The bulk of the film is based around this event, and while questions are answered it takes a while to get there.
Gilroy's screenplay with brother Dan is smart, correlating with the events of Ultimatum nicely.
Scenes from that film are linked in seamlessly in relation to talks previously behind closed doors, where Retired Colonel Eric Byer (Edward Norton) is approached for help by CIA director Ezra Kramer (Scott Glenn). As the new kid on the block, he gets a heavy task of having to decide who dies.
But a stretched beginning draws out the few real events of the film and reveals a lack of depth with the overall plot.
Aaron is fleshed out enough to reveal why he chose to involve himself in the program but it hardly feels complete; some mystery should remain, yes, but what gives him the real drive to do what he does is questionable.
Thankfully, the action sequences largely make up for this.
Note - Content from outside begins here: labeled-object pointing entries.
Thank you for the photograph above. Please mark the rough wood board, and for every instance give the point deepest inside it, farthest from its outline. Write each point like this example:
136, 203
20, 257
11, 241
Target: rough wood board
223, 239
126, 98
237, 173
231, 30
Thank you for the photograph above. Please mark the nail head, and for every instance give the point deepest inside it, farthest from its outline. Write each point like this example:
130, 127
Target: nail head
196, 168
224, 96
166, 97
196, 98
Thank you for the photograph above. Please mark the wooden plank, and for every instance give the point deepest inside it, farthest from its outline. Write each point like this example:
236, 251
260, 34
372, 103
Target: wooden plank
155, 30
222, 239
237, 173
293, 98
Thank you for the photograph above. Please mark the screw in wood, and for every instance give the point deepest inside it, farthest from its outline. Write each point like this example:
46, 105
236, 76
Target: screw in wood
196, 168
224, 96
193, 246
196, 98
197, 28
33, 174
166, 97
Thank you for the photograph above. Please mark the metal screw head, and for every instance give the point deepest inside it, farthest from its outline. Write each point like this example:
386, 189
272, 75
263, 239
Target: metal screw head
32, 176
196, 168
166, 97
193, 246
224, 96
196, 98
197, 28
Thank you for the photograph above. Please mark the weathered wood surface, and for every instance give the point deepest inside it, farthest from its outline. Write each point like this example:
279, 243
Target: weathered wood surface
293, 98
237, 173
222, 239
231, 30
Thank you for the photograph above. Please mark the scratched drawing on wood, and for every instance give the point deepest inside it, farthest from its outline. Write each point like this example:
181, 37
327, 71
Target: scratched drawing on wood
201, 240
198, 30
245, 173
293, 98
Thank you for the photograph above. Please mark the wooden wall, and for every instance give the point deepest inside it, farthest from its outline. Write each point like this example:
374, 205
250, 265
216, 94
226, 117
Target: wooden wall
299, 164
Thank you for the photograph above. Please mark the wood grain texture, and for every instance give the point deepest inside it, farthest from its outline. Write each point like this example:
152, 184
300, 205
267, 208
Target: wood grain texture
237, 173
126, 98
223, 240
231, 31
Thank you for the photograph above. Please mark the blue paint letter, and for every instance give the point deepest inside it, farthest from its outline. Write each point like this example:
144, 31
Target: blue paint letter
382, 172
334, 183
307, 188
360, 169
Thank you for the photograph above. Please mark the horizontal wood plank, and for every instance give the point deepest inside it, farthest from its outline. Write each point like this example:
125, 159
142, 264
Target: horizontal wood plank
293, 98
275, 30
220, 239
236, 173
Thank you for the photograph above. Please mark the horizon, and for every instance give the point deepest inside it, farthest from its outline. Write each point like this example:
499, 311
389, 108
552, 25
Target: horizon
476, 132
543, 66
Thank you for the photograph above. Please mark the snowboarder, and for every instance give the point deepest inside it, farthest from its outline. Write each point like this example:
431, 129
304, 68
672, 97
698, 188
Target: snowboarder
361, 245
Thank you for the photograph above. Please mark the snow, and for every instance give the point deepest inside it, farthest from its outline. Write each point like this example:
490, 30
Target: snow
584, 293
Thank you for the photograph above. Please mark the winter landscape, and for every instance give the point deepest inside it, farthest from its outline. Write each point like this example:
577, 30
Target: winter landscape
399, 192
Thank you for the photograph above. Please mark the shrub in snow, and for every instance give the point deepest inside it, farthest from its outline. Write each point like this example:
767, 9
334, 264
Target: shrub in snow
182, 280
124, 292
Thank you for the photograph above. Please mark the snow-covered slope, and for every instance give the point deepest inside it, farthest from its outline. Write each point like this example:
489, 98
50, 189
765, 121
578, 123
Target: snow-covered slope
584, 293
As arguably the highest expectation in the lead-up to its release, Legacy gives us one hell of a chase.
The camerawork from Robert Elswit is frenetic, often to the point of exhaustion, but maintains that fast pace to reiterate the urgency of the situation.
As a director for the first time in the series, Gilroy keeps the overall pace much the same, making use of the great Alaskan landscape as well as the bustle of Manila to take it international.
Renner can fit the bill as a new potential hero, effortless in a street fight and persuasive in conversation. Weisz and Norton also do well to fit into the mould, while the return of much of the original cast is comforting. It does hold up to the legacy, but to establish a new hero takes time.